Barely 10 minutes after he got on the boat, Freund broke the thin whisker pole, which fits alongside the boom.

“And nobody seemed too plussed about that,” he said. “I learned pretty quickly that when you race a lot, things break often. You roll with it, figure out how to fix it quickly and when you get back to shore, you make the real repair.”

Throughout the rest of his time in college, Freund balanced sailing and schoolwork and earned his degree in architecture in 2011. Kendell signed on in late 2009 and the trio tried to qualify for the 2012 London Paralympics but missed out by two points.

“Sailing is a weird thing, especially in a three-person boat,” Freund said. “When you have to assemble a team, you look for skills first and then compatibility.”

Paralympic sport has a third component that supersedes the other two, a classification system based on different levels of ability and disability. “So in sailing, our classification is based on numbers, 1 through 7,” Freund said. “A 1 would be severely disabled, like a quad amputee. A 7 is like myself, able-bodied with a below-the-knee prosthetic.”

A three-person crew can add up to no more than 14 points.

“So the first thing people ask is ‘What’s your point value?’ ” he said. “It’s kind of cruel, but it’s open and shut. It’s the currency.”

At 7, Freund gobbles up half his team’s value. Doerr, a high paraplegic with a spinal cord injury from a motor vehicle rollover, is a 3. Kendell, a bilateral above-the-knee amputee from a plane crash, is a 4.

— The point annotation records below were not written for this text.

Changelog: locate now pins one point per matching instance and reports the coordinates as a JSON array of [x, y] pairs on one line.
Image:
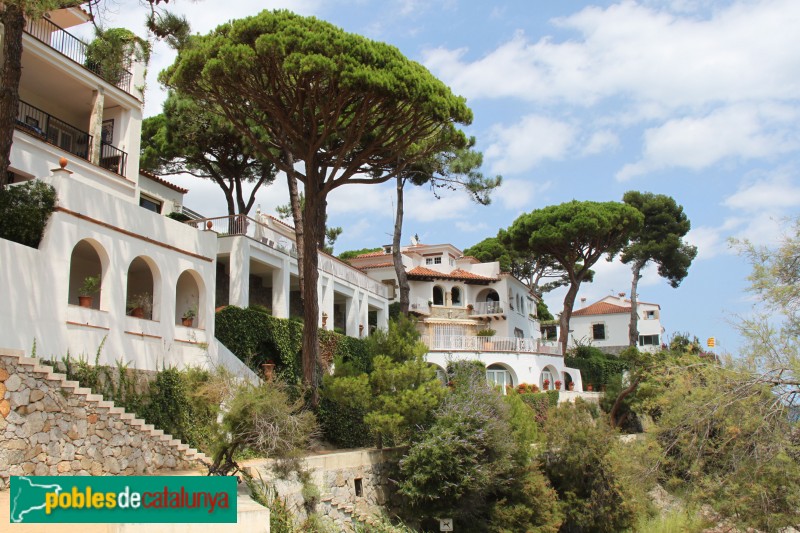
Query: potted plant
[[90, 286], [140, 305], [488, 333], [188, 316]]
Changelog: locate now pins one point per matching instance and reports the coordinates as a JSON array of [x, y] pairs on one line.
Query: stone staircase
[[28, 388]]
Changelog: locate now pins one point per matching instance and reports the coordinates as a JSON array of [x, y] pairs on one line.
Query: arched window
[[188, 297], [498, 375], [455, 296], [86, 274], [438, 296], [142, 295]]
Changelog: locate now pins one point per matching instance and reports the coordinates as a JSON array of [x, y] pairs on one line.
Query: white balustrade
[[488, 344]]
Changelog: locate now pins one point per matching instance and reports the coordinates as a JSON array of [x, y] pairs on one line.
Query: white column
[[281, 285], [240, 273], [96, 124]]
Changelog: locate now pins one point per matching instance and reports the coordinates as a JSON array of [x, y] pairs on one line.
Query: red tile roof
[[601, 308], [162, 181], [422, 272]]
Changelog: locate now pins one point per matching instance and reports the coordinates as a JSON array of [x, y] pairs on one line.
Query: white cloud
[[743, 131], [642, 53], [519, 194], [601, 141], [523, 145]]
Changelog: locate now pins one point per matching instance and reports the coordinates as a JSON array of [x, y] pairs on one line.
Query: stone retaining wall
[[51, 426]]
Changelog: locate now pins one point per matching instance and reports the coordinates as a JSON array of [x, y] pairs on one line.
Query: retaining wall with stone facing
[[51, 426]]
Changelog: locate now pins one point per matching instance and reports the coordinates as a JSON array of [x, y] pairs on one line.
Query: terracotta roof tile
[[458, 273], [601, 308], [379, 265], [162, 181]]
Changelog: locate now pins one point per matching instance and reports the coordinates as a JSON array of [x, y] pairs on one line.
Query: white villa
[[80, 133], [605, 324], [456, 297]]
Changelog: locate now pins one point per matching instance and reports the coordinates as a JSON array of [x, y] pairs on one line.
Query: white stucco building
[[80, 132], [456, 297], [604, 324]]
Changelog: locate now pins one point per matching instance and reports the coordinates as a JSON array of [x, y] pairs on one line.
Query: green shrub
[[597, 368], [24, 211], [341, 425]]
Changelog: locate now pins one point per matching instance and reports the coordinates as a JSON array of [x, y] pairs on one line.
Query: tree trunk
[[14, 23], [397, 257], [633, 327], [566, 314], [297, 215], [315, 199]]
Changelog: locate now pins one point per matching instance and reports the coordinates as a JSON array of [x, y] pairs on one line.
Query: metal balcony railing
[[55, 131], [474, 343], [70, 46], [487, 308], [113, 159]]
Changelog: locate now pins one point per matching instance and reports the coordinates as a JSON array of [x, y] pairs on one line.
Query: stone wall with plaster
[[353, 485], [51, 426]]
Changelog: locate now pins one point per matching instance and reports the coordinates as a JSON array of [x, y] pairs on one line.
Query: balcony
[[487, 308], [244, 226], [73, 48], [55, 131], [473, 343]]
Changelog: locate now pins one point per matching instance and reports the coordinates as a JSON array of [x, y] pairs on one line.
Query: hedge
[[24, 211], [541, 402], [256, 337], [597, 368]]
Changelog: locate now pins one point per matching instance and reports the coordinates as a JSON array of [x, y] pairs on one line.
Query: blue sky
[[697, 99]]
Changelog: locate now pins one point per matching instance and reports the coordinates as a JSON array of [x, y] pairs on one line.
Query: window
[[438, 296], [498, 376], [390, 287], [455, 295], [150, 204], [649, 340]]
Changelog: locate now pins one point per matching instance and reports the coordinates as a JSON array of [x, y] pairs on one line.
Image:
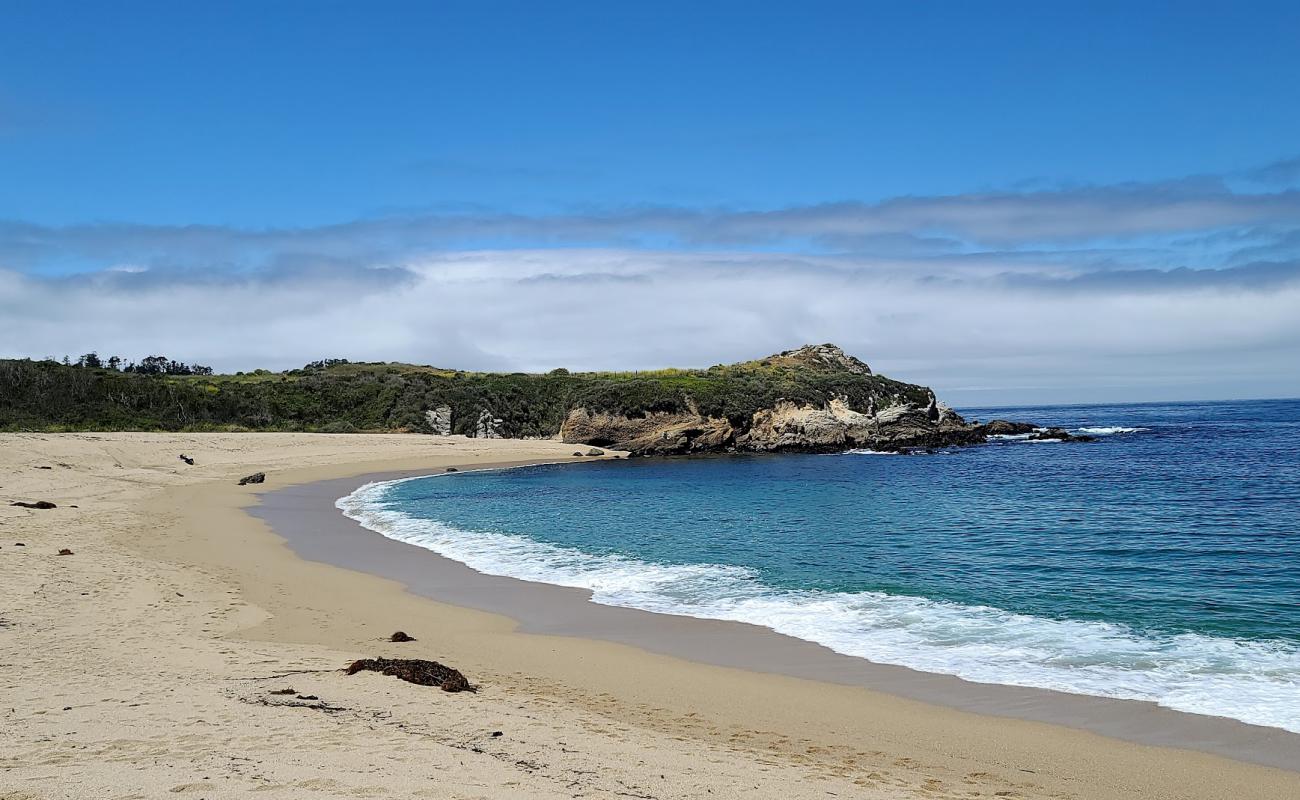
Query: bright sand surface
[[144, 664]]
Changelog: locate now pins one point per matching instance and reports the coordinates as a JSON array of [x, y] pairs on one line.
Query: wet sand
[[306, 517], [155, 660]]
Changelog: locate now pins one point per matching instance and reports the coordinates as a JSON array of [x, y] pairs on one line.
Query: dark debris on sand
[[415, 670]]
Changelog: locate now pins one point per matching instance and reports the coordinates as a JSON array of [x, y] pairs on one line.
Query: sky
[[1010, 202]]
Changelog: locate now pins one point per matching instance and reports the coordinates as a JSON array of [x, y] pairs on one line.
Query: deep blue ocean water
[[1161, 562]]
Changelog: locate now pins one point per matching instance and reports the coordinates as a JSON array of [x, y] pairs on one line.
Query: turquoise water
[[1161, 562]]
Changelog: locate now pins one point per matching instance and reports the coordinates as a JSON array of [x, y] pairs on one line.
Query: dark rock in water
[[1060, 435], [1001, 427], [415, 670]]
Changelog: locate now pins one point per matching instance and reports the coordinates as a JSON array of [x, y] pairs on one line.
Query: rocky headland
[[857, 410], [814, 398]]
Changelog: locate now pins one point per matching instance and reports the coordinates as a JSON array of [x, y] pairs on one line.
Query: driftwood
[[415, 670]]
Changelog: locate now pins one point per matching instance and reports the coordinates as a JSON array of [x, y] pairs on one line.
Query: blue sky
[[1136, 159]]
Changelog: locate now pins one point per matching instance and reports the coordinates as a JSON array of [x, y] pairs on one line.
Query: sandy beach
[[147, 662]]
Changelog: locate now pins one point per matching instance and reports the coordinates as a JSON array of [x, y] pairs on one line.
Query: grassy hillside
[[355, 397]]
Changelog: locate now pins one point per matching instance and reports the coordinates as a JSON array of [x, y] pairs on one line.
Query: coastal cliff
[[814, 398], [841, 405]]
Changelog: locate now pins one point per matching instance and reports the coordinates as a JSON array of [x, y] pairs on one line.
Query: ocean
[[1160, 562]]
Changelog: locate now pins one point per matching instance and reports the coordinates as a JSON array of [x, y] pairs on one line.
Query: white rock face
[[440, 420]]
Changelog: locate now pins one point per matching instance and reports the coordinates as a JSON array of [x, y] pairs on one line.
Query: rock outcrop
[[488, 426], [883, 415], [438, 420]]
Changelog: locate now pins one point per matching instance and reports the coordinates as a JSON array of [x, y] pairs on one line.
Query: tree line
[[150, 364]]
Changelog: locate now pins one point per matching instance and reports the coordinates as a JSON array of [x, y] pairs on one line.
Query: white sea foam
[[1248, 680]]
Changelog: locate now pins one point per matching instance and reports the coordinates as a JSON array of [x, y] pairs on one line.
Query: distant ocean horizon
[[1158, 563]]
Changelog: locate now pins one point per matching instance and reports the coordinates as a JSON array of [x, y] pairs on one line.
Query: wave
[[1255, 682]]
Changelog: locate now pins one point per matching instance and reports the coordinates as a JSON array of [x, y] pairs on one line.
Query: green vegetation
[[339, 397]]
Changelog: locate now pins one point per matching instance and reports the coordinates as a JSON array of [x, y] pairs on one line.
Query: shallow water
[[1158, 563]]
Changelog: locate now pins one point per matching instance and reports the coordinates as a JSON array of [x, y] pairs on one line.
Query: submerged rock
[[1001, 427]]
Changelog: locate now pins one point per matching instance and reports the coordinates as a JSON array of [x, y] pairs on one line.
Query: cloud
[[1278, 173], [1143, 290], [1077, 217]]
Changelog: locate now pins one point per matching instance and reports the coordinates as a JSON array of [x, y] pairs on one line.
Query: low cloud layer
[[979, 336], [1183, 289]]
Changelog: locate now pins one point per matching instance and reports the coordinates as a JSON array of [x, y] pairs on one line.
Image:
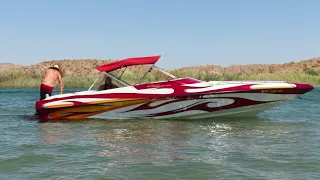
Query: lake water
[[282, 143]]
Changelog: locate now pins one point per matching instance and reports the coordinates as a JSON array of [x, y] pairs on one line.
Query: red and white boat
[[175, 98]]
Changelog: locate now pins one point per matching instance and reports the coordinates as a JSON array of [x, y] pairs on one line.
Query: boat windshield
[[139, 74], [131, 75]]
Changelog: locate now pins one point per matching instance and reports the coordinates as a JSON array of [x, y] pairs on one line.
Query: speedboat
[[172, 98]]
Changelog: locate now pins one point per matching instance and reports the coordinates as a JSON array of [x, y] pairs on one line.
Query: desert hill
[[86, 67]]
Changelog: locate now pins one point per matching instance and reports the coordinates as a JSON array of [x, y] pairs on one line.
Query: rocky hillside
[[86, 67]]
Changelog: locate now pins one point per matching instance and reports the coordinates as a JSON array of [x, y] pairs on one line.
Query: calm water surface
[[282, 143]]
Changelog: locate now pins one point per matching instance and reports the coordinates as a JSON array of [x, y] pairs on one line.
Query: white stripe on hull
[[214, 101]]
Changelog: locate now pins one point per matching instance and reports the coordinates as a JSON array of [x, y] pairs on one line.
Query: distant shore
[[29, 81], [82, 73]]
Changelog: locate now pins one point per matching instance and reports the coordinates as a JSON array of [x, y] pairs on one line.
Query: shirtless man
[[47, 84]]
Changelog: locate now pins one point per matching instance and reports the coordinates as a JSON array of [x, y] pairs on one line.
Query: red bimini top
[[128, 62]]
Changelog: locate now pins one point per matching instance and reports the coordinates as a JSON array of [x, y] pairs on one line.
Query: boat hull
[[204, 106]]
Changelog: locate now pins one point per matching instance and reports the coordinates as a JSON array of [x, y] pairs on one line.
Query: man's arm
[[61, 83]]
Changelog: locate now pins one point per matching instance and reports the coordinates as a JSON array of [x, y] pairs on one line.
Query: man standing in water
[[49, 80]]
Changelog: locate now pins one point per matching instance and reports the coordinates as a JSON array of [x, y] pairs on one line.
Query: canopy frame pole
[[94, 82]]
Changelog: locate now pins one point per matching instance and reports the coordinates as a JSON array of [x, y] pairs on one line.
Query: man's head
[[107, 80], [56, 67]]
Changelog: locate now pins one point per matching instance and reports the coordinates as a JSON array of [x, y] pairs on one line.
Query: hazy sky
[[184, 32]]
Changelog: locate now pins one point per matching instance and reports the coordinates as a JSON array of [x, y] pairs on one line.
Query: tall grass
[[20, 80]]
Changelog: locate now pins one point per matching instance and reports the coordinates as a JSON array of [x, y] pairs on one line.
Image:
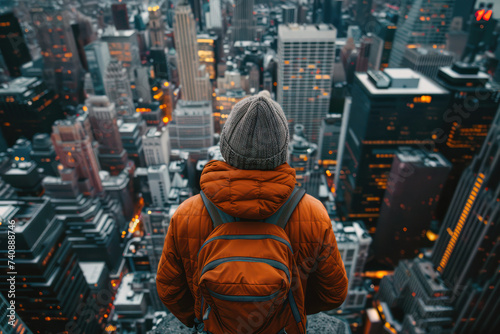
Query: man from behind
[[251, 253]]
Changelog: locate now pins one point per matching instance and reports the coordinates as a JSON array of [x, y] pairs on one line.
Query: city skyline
[[109, 112]]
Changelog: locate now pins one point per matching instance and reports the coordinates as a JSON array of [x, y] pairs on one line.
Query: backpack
[[247, 276]]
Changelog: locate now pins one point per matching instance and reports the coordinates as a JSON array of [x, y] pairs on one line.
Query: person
[[252, 184]]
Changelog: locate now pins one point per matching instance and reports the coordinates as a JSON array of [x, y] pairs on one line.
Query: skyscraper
[[156, 144], [353, 242], [120, 16], [466, 121], [214, 16], [62, 67], [191, 129], [74, 148], [289, 13], [193, 78], [156, 27], [427, 60], [329, 136], [466, 247], [51, 291], [305, 71], [243, 21], [13, 46], [413, 190], [103, 117], [118, 89], [27, 106], [98, 58], [425, 24], [159, 184], [383, 117]]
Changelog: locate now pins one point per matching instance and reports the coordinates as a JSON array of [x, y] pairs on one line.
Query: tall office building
[[51, 292], [123, 46], [243, 26], [329, 136], [305, 72], [62, 67], [156, 144], [214, 15], [43, 154], [74, 148], [301, 155], [466, 247], [366, 43], [193, 78], [466, 121], [156, 27], [103, 117], [13, 46], [91, 223], [191, 129], [427, 60], [381, 48], [27, 106], [289, 13], [383, 117], [415, 299], [98, 58], [425, 24], [159, 184], [353, 242], [120, 16], [413, 190], [207, 53], [118, 89]]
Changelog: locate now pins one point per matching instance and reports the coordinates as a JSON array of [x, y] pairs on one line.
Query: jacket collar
[[248, 194]]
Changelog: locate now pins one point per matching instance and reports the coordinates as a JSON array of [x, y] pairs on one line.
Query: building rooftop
[[307, 33], [418, 83], [17, 86]]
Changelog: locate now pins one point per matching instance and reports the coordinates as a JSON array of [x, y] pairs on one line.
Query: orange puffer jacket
[[254, 195]]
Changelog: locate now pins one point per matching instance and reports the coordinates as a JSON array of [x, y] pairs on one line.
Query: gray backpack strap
[[281, 217], [218, 216]]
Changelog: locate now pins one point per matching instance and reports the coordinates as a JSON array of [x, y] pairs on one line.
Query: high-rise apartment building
[[329, 136], [27, 107], [466, 121], [413, 190], [427, 60], [117, 87], [98, 58], [74, 147], [156, 27], [62, 67], [243, 21], [382, 118], [353, 242], [305, 71], [425, 23], [13, 46], [214, 15], [156, 144], [193, 78], [191, 129], [103, 117], [51, 292], [159, 184]]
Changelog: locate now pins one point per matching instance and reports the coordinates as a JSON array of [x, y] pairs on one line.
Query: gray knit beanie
[[255, 135]]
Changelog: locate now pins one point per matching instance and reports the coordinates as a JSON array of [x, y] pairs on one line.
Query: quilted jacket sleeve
[[171, 280], [327, 283]]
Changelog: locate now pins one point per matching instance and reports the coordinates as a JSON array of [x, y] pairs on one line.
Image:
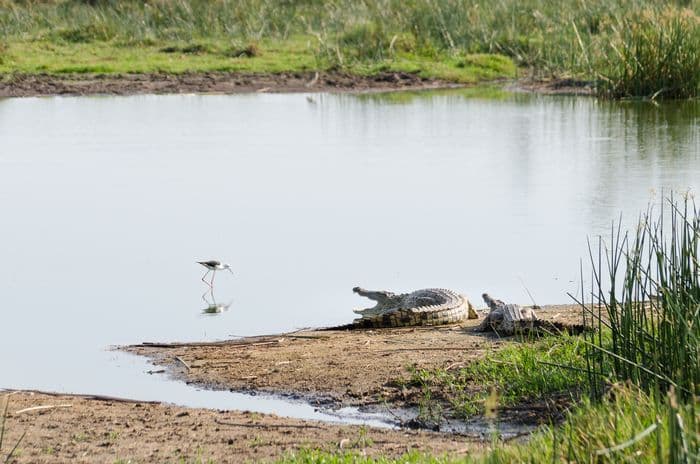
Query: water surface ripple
[[108, 202]]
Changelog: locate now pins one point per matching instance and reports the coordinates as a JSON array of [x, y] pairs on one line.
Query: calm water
[[107, 203]]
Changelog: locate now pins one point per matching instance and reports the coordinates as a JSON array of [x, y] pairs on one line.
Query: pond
[[108, 202]]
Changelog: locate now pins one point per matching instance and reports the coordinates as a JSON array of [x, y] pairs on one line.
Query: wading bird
[[213, 266]]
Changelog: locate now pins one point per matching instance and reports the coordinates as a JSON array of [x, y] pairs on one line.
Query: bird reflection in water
[[212, 306]]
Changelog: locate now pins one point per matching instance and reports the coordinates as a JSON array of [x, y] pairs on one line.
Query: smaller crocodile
[[509, 319], [432, 306]]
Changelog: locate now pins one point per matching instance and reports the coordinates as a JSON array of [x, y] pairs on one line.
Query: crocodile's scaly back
[[509, 319], [432, 306]]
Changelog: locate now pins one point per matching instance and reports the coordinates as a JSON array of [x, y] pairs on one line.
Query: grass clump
[[628, 47], [646, 291], [653, 55], [518, 372], [629, 425]]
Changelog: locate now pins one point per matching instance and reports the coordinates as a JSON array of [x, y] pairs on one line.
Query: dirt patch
[[22, 85], [80, 429], [334, 368], [555, 86]]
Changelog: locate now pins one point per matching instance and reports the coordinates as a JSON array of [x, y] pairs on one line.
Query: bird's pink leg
[[205, 276]]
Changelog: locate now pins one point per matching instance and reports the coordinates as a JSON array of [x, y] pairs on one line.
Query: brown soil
[[21, 85], [555, 86], [336, 367], [79, 429]]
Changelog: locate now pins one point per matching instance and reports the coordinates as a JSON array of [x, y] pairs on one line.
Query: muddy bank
[[571, 87], [21, 85], [334, 368], [80, 429]]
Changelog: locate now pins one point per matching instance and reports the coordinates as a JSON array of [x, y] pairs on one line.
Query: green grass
[[627, 426], [631, 48], [33, 57], [517, 372], [646, 290]]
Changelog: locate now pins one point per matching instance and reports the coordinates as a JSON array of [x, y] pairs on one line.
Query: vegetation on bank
[[628, 47], [637, 376]]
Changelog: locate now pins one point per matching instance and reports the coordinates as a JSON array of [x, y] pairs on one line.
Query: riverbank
[[31, 85], [370, 369], [646, 49], [66, 428]]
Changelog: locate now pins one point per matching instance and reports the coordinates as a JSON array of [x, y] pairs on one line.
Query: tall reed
[[645, 301]]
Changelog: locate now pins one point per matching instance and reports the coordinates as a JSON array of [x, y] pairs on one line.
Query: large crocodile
[[431, 306], [509, 319]]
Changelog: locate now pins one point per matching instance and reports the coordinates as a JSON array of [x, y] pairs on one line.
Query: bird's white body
[[213, 266]]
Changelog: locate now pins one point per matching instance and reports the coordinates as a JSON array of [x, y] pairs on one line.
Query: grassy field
[[628, 48]]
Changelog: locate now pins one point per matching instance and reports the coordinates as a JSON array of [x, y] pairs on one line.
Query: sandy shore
[[65, 428], [21, 85]]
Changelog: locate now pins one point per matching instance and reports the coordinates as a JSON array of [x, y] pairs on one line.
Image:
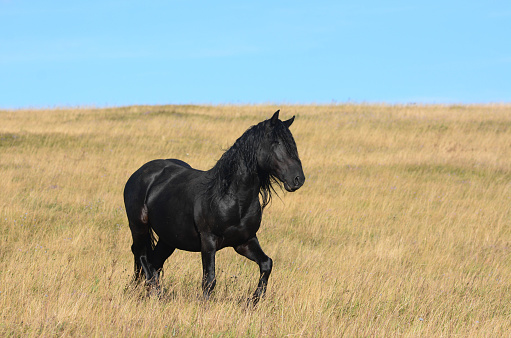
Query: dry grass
[[402, 228]]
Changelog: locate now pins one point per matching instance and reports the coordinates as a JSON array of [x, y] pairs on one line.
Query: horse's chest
[[234, 231]]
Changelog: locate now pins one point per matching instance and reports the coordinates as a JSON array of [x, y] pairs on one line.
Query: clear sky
[[112, 53]]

Together, they add up to 14, a combination that has resulted in nine medals at major regattas since they joined forces seven years ago. Each of the three has a full-time job (Freund does Web design for a company in Westbrook) and must pay out-of-pocket for some expenses.

Because of some bureaucratic missteps, sailing will not be part of the 2020 Paralympics in Tokyo, so this may be Freund’s only shot. He aims to make the best of it.

“We’re on a pretty good trajectory going into the Games,” he said. “Eight years from now, who knows where any of us will be. So as a team, it’s our last go.”